A l’occasion de la visite du cardinal Sarah en Belgique, d’aucuns pourraient s’étonner: comment se fait-il que des responsables d’Eglise abordent des questions essentielles de manière différente? Cela n’implique-t-il pas des divergences fondamentales au regard de la foi?
"Quand l’un déclare: ‘Moi, j’appartiens à Paul’, l’autre: ‘Moi à Apollos’, n’agissez-vous pas de manière tout humaine? Qu’est-ce donc qu’Apollos? Qu’est-ce que Paul? Des serviteurs par qui vous avez été amenés à la foi; chacun a agi selon les dons que le Seigneur lui a accordés" (1 Co. 3, 4-5).
Celui qui s’exprime dans ces lignes, c’est saint Paul, vers l’an 50. Le problème n’est donc pas nouveau: les chrétiens ont tendance à se réclamer de l’une ou l’autre… tendance (réelle ou supposée) dans l’Eglise, en prenant parfois (souvent) parti pour tel évêque, prêtre, témoin… contre un autre.
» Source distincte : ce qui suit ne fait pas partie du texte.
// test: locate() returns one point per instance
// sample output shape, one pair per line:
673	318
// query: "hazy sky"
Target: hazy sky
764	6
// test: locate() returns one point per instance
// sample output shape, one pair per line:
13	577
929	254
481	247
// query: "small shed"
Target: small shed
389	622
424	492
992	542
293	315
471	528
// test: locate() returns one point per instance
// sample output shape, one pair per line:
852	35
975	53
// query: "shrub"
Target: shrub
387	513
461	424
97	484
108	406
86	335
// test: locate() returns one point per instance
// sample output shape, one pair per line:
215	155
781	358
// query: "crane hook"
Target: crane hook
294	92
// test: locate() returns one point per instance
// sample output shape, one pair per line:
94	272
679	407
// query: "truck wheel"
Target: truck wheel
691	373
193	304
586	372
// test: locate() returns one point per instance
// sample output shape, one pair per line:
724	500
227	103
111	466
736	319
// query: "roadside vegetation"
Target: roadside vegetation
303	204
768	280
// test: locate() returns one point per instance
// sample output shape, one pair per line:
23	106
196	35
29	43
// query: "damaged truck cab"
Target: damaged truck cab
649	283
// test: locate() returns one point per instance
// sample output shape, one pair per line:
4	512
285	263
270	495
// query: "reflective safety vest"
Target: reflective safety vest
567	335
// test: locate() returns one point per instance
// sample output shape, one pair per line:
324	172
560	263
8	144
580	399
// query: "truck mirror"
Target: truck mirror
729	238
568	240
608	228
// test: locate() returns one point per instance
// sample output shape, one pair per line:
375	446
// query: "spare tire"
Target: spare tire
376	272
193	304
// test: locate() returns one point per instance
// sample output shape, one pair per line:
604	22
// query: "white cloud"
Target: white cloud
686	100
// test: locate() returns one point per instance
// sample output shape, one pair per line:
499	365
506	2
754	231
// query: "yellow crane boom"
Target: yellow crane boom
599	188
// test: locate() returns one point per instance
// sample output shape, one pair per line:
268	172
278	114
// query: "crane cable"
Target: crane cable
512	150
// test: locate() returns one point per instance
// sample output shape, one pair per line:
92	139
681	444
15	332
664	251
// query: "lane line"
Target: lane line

Certains se diront appartenir à Benoît, d’autres à François. A Robert, ou à Joseph. Alors que les dons sont complémentaires dans l’Eglise et concourent, dans l’Esprit Saint, au bien de tout le Corps du Christ qu’est l’Eglise.
Relativisme et absolu
A la "dictature du relativisme", vigoureusement dénoncée par le cardinal Sarah, ne répondons pas par une hérésie de l’absolu. En effet, aucune prise de position théologique, spirituelle, pastorale, même celle qui se revendique d’une fidélité radicale à l’Evangile et au magistère de l’Eglise, ne peut dire toute la foi. Même un dogme, qui exprime de manière exacte un point de la révélation, ne peut dire toute la révélation. Seul Dieu est l’absolu, et Dieu demeure toujours au-delà de notre appréhension.
Ainsi, au cours de l’Histoire de l’Eglise, les dogmes eux-mêmes sont destinés à être approfondis, comme l’expliquait le cardinal Newman (1801-1890). Ainsi, les dogmes du concile de Nicée-Constantinople (325/381) n’ont pas empêché la formulation de ceux de Chalcédoine (451).
Vécues dans l’unité de la foi et la charité, les tensions, inévitables, peuvent néanmoins s’avérer fécondes. Déjà au "concile" de Jérusalem, au premier siècle, les apôtres et les anciens, réunis autour de la question de la circoncision des convertis issus du paganisme, entrèrent dans une "discussion vive". Pierre, finalement, trancha: les fidèles issus du paganisme ne seraient pas soumis à la loi de Moïse, mais ils devraient, entre autres, "s’abstenir des souillures de l’idôlatrie" (Ac. 15, 20). Ce fut sans doute le premier dogme de l’Histoire de l’Eglise.
Dans tous les conciles suivants – ou dans les synodes –, de telles discussions apparaissent. Là où, humainement, les positions paraissent parfois irréconciliables, un consensus finit toujours par se dégager, sous la forme d’une nouvelle synthèse, qui correspond à un nouvel approfondissement de la foi. Il en ira de même dans les débats qui, aujourd’hui, traversent l’Eglise, de l’Orient à l’Occident, du Nord au Sud.